Multi-Node Deployment¶

Start the service:

bash start_qwen.sh

The start_qwen.sh script is as follows:

start_qwen.sh
# 1. Environment variable setup
export PYTHON_INCLUDE_PATH="$(python3 -c 'from sysconfig import get_paths; print(get_paths()["include"])')"
export PYTHON_LIB_PATH="$(python3 -c 'from sysconfig import get_paths; print(get_paths()["include"])')"
export PYTORCH_NPU_INSTALL_PATH=/usr/local/libtorch_npu/  # NPU version PyTorch path
export PYTORCH_INSTALL_PATH="$(python3 -c 'import torch, os; print(os.path.dirname(os.path.abspath(torch.__file__)))')"  # PyTorch installation path
export LIBTORCH_ROOT="$PYTORCH_INSTALL_PATH"  # LibTorch path
export LD_LIBRARY_PATH=/usr/local/libtorch_npu/lib:$LD_LIBRARY_PATH  # Add NPU library path

# 2. Load npu environment
source /usr/local/Ascend/ascend-toolkit/set_env.sh 
source /usr/local/Ascend/nnal/atb/set_env.sh 
export ASCEND_RT_VISIBLE_DEVICES=10,11
export ASDOPS_LOG_TO_STDOUT=1
export ASDOPS_LOG_LEVEL=ERROR
export ASDOPS_LOG_TO_FILE=1
export PYTORCH_NPU_ALLOC_CONF=expandable_segments:True
export NPU_MEMORY_FRACTION=0.98
export ATB_WORKSPACE_MEM_ALLOC_ALG_TYPE=3
export ATB_WORKSPACE_MEM_ALLOC_GLOBAL=1
export OMP_NUM_THREADS=12
export HCCL_CONNECT_TIMEOUT=7200
export INF_NAN_MODE_ENABLE=0

# 3. Clean up old logs
\rm -rf core.*

# 4. Start distributed service
MODEL_PATH="/path/to/your/Qwen2-7B-Instruct"  # Model path
MASTER_NODE_ADDR="127.0.0.1:9748"                  # Master node address (must be globally consistent)
START_PORT=18000                                   # Service starting port
START_DEVICE=0                                     # Starting NPU logical device number
LOG_DIR="log"                                      # Log directory
NNODES=2                                           # Number of nodes (this script starts 2 processes)

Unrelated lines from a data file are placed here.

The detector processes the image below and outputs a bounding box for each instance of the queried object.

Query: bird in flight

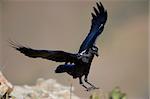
[9,2,107,91]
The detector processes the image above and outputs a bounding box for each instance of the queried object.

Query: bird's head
[90,46,99,57]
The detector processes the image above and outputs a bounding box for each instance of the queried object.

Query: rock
[11,79,80,99]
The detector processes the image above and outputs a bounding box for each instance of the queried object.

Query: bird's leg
[79,77,88,91]
[84,75,99,89]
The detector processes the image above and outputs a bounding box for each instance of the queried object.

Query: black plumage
[10,2,107,91]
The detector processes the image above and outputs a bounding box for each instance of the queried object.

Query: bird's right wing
[11,42,77,63]
[79,2,107,53]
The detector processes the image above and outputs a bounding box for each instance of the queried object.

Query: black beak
[95,52,99,57]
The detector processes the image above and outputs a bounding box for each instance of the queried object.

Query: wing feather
[11,43,77,63]
[79,2,107,53]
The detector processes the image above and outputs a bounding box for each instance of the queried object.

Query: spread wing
[11,43,77,63]
[79,2,107,53]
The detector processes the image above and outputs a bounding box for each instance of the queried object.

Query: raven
[9,2,107,91]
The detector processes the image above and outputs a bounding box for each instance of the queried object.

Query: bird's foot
[86,86,99,91]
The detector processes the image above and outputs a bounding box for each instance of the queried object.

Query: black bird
[10,2,107,91]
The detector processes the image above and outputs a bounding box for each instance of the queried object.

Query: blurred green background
[0,0,148,99]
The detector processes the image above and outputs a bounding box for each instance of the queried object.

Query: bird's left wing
[79,2,107,53]
[11,43,77,63]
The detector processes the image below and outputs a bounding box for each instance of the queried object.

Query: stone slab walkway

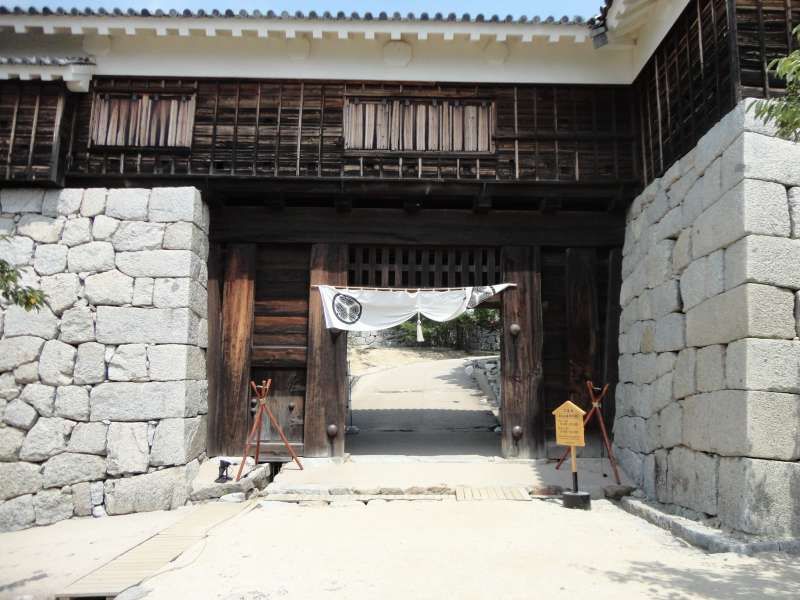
[119,500,800,600]
[266,456,630,498]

export HCCL_IF_BASE_PORT=43432  # HCCL communication base port
export FOLLY_DEBUG_MEMORYIDLER_DISABLE_UNMAP=1  # Disable memory release (improves stability)

for (( i=0; i<$NNODES; i++ ))
do
  PORT=$((START_PORT + i))
  DEVICE=$((START_DEVICE + i))
  LOG_FILE="$LOG_DIR/node_$i.log"
  ./xllm/build/xllm/core/server/xllm \
    --model $MODEL_PATH \
    --devices="npu:$DEVICE" \
    --port $PORT \
    --master_node_addr=$MASTER_NODE_ADDR \
    --nnodes=$NNODES \
    --max_memory_utilization=0.86 \
    --max_tokens_per_batch=40000 \
    --max_seqs_per_batch=256 \
    --enable_mla=false \
    --block_size=128 \
    --communication_backend="hccl" \
    --enable_prefix_cache=false \
    --enable_chunked_prefill=true \
    --enable_schedule_overlap=true \
    --node_rank=$i  &
done

Two nodes are used here, which can be configured using --nnodes=$NNODES and --node_rank=$i. NPU Device can also be set using the ASCEND_RT_VISIBLE_DEVICES environment variable.

The client test command is the same as in the previous chapter Client Invocation.